Brighter Side, Heritage Hall Healthcare and Rehabilitation

Improving respiratory function has long been a concern for the Heritage Hall Health and Rehabilitation Center, in Leesburg. But it’s taken on added urgency with the drive to reduce hospital readmissions.

The center launched a new functional breath support and respiratory muscle strength called “Windbreakers” two years ago. Director of Nursing Lynn Winemiller said they wanted to do a little more than asking residents to breathe into a boring apparatus.

“I said, ‘why do we just have to blow into a spirometer? Why don’t we blow through straws and play games?’” Winemiller said. Their speech therapist, Bambi Bryant, seized on that idea and ran with it. “Residents love it. They don’t even realize that they’re expanding their lungs and doing all these things that decrease their risk for readmission or respiratory illness.”

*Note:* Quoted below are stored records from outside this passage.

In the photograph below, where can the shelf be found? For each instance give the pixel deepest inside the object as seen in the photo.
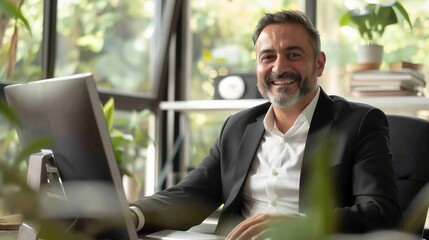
(400, 105)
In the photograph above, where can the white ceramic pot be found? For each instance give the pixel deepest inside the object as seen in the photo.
(370, 53)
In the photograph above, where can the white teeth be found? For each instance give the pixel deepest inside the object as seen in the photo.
(284, 81)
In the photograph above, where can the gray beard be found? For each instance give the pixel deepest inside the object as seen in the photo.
(284, 101)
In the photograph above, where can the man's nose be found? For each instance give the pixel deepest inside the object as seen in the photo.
(281, 65)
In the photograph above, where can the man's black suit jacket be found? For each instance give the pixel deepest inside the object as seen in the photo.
(361, 166)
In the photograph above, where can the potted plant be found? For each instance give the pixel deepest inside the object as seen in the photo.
(127, 147)
(371, 21)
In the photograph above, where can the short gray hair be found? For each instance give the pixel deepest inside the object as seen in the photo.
(289, 16)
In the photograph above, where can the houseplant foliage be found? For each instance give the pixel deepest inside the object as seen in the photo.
(126, 141)
(372, 19)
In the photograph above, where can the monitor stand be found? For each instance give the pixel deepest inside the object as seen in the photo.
(43, 177)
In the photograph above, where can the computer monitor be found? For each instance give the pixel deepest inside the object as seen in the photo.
(68, 110)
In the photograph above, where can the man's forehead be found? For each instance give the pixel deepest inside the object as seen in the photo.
(283, 33)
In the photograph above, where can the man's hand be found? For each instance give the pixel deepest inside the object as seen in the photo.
(261, 226)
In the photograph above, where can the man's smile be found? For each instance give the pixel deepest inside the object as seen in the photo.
(283, 81)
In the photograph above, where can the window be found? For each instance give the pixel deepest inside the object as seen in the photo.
(340, 44)
(111, 39)
(20, 49)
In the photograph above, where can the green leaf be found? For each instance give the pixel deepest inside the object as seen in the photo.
(109, 113)
(13, 11)
(404, 13)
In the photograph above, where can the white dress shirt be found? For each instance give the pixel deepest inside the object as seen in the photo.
(272, 185)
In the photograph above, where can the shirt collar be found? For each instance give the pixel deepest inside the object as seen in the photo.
(305, 115)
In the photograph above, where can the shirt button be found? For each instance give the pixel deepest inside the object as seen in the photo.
(273, 203)
(274, 172)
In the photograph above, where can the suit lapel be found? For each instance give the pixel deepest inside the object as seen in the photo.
(246, 153)
(319, 130)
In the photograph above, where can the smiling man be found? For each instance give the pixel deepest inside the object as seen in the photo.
(259, 165)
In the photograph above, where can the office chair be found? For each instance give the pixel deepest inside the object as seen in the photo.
(409, 141)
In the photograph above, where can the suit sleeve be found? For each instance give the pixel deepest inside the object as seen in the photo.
(189, 202)
(374, 187)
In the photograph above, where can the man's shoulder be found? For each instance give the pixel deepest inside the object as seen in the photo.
(341, 102)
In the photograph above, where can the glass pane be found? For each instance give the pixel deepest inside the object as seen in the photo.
(340, 43)
(22, 64)
(131, 136)
(111, 39)
(222, 39)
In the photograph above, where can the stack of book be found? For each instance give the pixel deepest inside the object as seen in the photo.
(403, 79)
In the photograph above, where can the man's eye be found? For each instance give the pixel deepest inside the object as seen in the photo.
(266, 57)
(293, 56)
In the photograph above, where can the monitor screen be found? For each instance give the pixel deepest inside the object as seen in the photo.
(69, 112)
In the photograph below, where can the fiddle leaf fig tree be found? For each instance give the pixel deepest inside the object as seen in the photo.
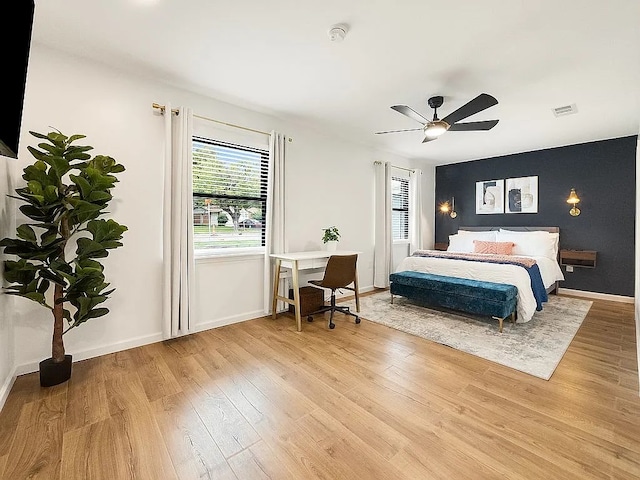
(66, 193)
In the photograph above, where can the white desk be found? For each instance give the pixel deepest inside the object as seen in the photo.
(296, 261)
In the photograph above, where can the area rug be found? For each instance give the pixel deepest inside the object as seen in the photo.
(535, 347)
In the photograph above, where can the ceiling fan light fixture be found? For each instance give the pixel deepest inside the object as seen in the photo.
(435, 129)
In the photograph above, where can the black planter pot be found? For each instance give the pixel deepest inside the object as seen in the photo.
(55, 373)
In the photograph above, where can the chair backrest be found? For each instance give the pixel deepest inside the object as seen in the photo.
(340, 271)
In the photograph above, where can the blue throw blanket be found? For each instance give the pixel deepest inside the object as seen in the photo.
(537, 285)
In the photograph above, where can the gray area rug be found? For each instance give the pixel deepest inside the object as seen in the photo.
(535, 347)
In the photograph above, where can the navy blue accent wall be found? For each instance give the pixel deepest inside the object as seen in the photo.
(603, 174)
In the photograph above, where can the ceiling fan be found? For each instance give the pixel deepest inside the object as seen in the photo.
(436, 127)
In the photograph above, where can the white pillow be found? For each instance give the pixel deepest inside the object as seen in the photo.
(463, 242)
(531, 244)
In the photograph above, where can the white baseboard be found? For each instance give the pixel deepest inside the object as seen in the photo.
(228, 321)
(6, 388)
(596, 295)
(34, 366)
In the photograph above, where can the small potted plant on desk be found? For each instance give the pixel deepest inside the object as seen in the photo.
(66, 191)
(330, 238)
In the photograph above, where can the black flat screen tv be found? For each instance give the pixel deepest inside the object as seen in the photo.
(15, 41)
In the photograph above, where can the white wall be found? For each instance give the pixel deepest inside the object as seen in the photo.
(328, 181)
(637, 289)
(7, 229)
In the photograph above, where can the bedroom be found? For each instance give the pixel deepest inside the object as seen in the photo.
(112, 106)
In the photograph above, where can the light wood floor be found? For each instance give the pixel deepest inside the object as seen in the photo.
(259, 400)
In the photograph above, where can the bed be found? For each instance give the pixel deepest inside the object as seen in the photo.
(537, 243)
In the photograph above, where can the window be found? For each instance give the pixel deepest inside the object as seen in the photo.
(229, 195)
(399, 208)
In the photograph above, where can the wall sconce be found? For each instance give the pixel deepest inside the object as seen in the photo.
(449, 208)
(573, 200)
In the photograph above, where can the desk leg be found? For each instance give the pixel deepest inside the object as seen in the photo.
(276, 285)
(356, 291)
(296, 294)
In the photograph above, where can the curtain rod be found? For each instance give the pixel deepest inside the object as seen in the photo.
(162, 109)
(377, 162)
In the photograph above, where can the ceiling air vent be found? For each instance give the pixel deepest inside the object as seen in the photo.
(565, 110)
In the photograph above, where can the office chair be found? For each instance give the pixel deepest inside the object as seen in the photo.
(339, 273)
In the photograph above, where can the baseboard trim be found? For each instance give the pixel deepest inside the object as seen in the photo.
(201, 327)
(596, 295)
(34, 366)
(6, 388)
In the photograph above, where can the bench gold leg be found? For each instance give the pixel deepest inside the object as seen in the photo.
(499, 320)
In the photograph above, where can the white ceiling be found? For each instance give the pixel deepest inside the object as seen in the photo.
(275, 56)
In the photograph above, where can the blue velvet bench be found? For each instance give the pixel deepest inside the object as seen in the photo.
(497, 300)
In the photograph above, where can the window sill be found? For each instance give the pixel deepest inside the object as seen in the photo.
(222, 256)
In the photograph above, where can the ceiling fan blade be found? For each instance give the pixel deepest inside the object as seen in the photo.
(409, 112)
(470, 126)
(396, 131)
(481, 102)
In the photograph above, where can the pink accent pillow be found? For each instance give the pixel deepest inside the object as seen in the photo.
(497, 248)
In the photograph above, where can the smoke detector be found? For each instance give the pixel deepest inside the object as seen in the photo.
(338, 32)
(565, 110)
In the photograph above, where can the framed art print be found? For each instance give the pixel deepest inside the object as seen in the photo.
(521, 195)
(490, 196)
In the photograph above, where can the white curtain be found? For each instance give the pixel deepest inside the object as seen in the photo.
(383, 257)
(274, 235)
(178, 256)
(415, 210)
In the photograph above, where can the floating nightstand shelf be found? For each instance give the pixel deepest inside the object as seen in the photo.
(578, 258)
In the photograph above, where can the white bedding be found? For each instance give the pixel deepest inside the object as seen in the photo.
(491, 272)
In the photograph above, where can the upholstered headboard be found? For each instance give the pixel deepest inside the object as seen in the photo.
(521, 229)
(515, 229)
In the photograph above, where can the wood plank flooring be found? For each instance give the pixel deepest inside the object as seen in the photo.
(259, 400)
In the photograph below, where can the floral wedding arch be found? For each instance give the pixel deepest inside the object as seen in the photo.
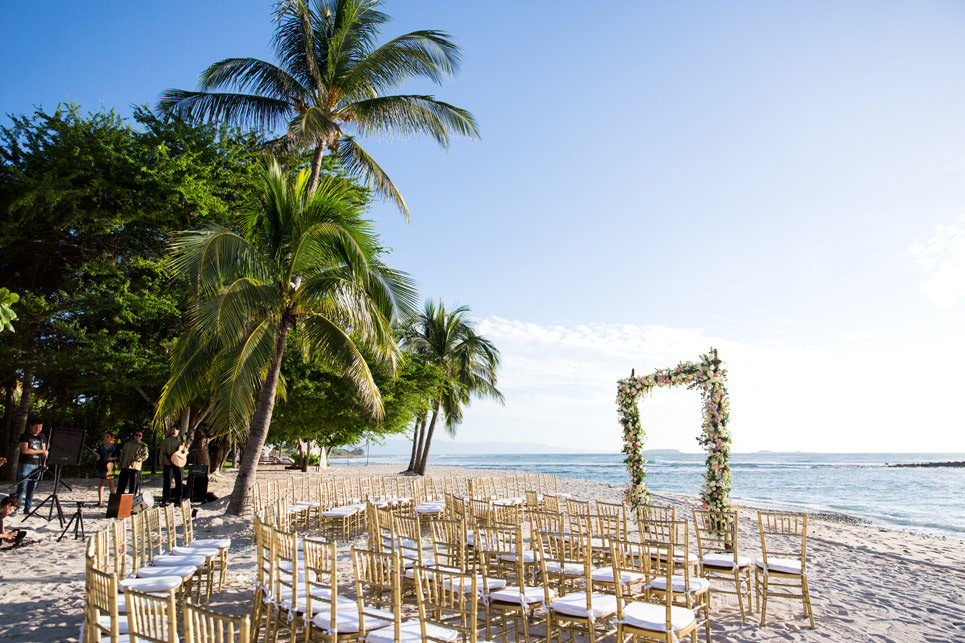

Windbreakers focuses primarily on those with compromised respiratory systems, but all are welcome to partake. Participants spend an hour working on chest-expansion stretches, vocal exercises, singing and resistive breathing. With the latter, they use a collection of toys that include party blowers, kazoos, whistles, horns and recorders. Each session also incorporates five minutes of education, and wraps up with a group game — passing cotton balls with straws or blowing rubber ducks across a cookie sheet covered in water.

Along with bolstering breathing, Heritage Hall says that Windbreakers has also helped its residents engage in activities of daily living, gain independence, enhance their cognitive skills, and increase socialization. It’s improved outcomes, too, decreasing respiratory-related illnesses and return trips to the hospital, Winemiller said.